Tomer:And as the Hadoop market has matured over last year and we’ll continue to mature over the next year or two years, people stop buying those arguments. They don’t comprise when they buy a storage system or database. No, they are not going to comprise when they buy a Hadoop environment.
Ted Dunning, MapR
Stefan:Let’s come back to the recommenders. What are the kind of use cases you see people using?

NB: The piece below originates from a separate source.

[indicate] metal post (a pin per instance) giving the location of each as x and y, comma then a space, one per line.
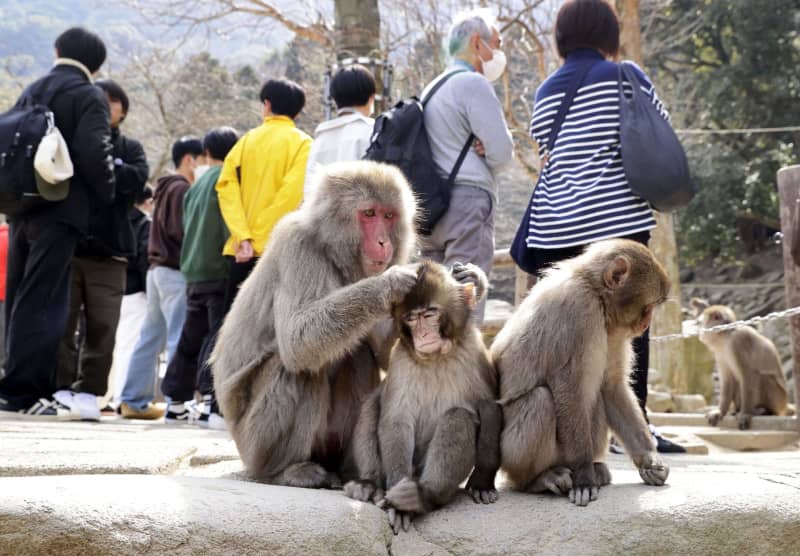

Ted: Recommenders are just amazingly ubiquitous lately. A friend of mine, co-contributor Robin O’Neil, just recently showed me that the new Google Maps is almost entirely based on recommenders. There’s way, way too much stuff to show on any map. There’s a massive amount of stuff. You wouldn’t be able to read it. What it does is based on what you’ve done lately, what you’ve clicked on, what you’ve typed in, it selects which things it wants to show you. This actually now in my talks, I show what happens if I search for a restaurant by name [00:10:00] near our office. It shows all these restaurants in the same price range, roughly the same cuisine and I search map our office is. All the restaurants go away and all these high tech offices on the map show up. It knows which sort of thing im’ doing.
In fact, the demo used to work better, because now it knows that I search for restaurants in that neighborhood. So it starts showing.
Stefan: It makes this the technology in the restaurants.
Ted: That’s right. It’s learned already some aspects of what I like. There are many, many things that it does. It will deemphasize roads if you’re a bicyclist or you’re on mass transit and countervailing approaches be done, too, different scales it might show you more roads.
Stefan: Is there data privacy issue with this?
Ted: There are data privacy issues everywhere and people really, really don’t recognize how ubiquitous they are. Google has a pretty darn good track record and they’ve taken a lot of efforts. Ultimately, just like search histories, those are sensitive and even though they’re not legally sensitive, Google is doing the right thing as treating them as very sensitive and being pretty careful. We’ve used Google as a partner with the Google compute engine and I’ve been very impressed, for instance, the discs that you get on the virtual instances are encrypted by default. In fact, I don’t know how to defeat that. If you just do a toy example, the data at rest is encrypted.
Maybe you should do a better key management so it’s always changing or whatever, but at least the zero, the simplest case, is done well. So yeah, I think that there is always issues about privacy. There are really subtle things you can do with big data, a whole value, but those things can also be used to invade privacy.